Banyak faktor yang menyebabkan seseorang merasa kesulitan ketika mempelajari sains. Salah satunya adalah kompetensi guru yang kurang memadai, sehingga berdampak pada proses pembelajaran yang tidak menarik bagi anak. Jika sudah demikian, rasa ketertarikan terhadap sains pun akan menurun.
Pembelajaran akan menarik jika sesuai dengan kehidupan sehari-hari. Ausubel, penggagas pembelajaran bermakna (meaningful learning) menyatakan, bahwa pembelajaran bermakna itu terjadi jika guru memudahkan anak untuk dapat mengaitkan pengalaman dan pengetahuan yang sudah ada dalam pikirannya. Jika anak dapat mengaplikasikan ilmu yang diperoleh dalam kehidupan kesehariannya, maka ketertarikannya terhadap sains akan muncul.

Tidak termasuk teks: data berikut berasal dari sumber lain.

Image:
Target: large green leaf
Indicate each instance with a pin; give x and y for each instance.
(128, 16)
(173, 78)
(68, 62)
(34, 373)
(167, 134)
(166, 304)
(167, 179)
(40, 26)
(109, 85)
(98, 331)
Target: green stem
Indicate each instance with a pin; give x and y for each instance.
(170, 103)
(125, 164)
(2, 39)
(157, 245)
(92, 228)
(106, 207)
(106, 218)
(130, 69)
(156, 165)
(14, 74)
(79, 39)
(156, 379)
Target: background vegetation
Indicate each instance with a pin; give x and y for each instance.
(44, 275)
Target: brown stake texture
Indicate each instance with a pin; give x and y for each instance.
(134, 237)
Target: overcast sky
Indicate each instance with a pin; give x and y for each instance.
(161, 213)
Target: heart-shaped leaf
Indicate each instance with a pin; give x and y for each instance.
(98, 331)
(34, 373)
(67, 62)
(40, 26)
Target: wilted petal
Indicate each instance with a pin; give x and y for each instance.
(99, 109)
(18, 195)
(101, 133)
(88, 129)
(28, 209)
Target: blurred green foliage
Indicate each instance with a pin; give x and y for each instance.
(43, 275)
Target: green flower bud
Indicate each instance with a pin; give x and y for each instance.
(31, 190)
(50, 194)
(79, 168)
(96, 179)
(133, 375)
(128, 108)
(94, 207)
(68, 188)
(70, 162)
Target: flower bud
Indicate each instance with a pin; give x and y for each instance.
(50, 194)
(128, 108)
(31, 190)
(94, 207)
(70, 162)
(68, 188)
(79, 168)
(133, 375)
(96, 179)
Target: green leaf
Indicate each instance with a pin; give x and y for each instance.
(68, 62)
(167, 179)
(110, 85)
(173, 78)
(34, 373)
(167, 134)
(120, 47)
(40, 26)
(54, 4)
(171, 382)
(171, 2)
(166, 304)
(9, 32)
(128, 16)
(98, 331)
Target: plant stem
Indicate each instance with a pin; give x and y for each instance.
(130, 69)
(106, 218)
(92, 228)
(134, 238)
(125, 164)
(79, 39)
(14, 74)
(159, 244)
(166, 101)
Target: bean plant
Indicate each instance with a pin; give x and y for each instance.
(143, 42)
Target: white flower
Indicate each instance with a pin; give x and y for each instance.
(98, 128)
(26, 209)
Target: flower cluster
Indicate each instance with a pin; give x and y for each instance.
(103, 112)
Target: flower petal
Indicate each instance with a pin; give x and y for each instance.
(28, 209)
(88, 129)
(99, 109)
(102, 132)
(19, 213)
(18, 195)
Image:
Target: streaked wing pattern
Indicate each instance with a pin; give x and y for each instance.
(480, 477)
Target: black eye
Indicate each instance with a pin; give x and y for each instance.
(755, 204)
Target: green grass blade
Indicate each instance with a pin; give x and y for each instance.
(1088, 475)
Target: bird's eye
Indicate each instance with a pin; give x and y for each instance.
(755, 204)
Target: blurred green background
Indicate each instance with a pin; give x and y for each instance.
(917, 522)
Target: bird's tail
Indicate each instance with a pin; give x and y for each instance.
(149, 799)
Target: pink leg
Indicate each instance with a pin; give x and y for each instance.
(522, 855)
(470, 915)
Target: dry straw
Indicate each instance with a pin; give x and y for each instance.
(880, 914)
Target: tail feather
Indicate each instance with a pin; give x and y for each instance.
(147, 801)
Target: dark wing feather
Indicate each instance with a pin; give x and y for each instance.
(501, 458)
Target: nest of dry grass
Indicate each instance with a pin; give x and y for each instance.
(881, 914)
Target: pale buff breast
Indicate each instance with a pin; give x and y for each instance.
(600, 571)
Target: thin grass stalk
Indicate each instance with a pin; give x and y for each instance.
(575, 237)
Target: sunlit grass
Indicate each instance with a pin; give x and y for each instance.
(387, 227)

Salah satu cara yang bisa digunakan untuk menarik minat anak terhadap sains adalah dengan melihat langsung proses terjadinya gerhana. Gerhana yang akan terjadi tanggal 31 Januari 2018 besok bisa dijadikan media pembelajaran bagi anak untuk bisa memahami secara lebih detail proses terjadinya gerhana bulan.
Gerhana bulan di akhir Januari ini, diklaim sebagai fenomena yang langka karena baru terjadi lagi setelah 152 tahun berlalu. 'Super Blue Blood Moon' adalah istilah yang disematkan oleh Badan Antariksa AS (NASA), karena gerhana bulan tersebut merupakan gabungan dari tiga fenomena.
Jika anak diajak menyaksikan proses terjadinya gerhana hari ini, anak akan lebih matang dalam belajar tentang sebab terjadinya gerhana bulan; bagaimana posisi bulan, bumi, dan matahari saat gerhana bulan terjadi; kemudian anak akan mendapat pengalaman baru menyaksikan tiga macam fenomena gerhana bulan sekaligus seperti supermoon, blue moon, dan blood moon.
Supermoon adalah fenomena di mana bulan akan lebih terang 30 persen dan 14 persen lebih besar dari biasanya. Blue moon adalah fenomena bulan tampak kebiruan. Adapun blood moon adalah fenomena bulan melewati matahari, sehingga bulan nampak berwarna merah karena cahaya yang dipantulkan dari bumi dan matahari.
Agar tak hanya menjadi sekadar tontonan, maka anak perlu disiapkan lembar laporan atau beberapa macam pertanyaan terkait fenomena gerhana yang akan disaksikan. Pertanyaan bisa disiapkan di selembar kertas. Lalu beberapa hari kemudian mintalah anak untuk bercerita tentang pengalamannya saat melihat gerhana tersebut di depan kelas.
Jangan lupa pula, tanamkan nilai-nilai spiritual dalam hati anak-anak, agar keimanan mereka juga ikut bertambah seiring dengan bertambahnya ilmu. Bagi yang beragama Islam, ajaklah anak untuk mengikuti Salat Gerhana sebagai bentuk ketaatan terhadap Sang Pencipta. Dengan demikian, ilmu dan keimanan akan diperoleh serta tidak mustahil anak pun akan semakin tertarik dengan sains.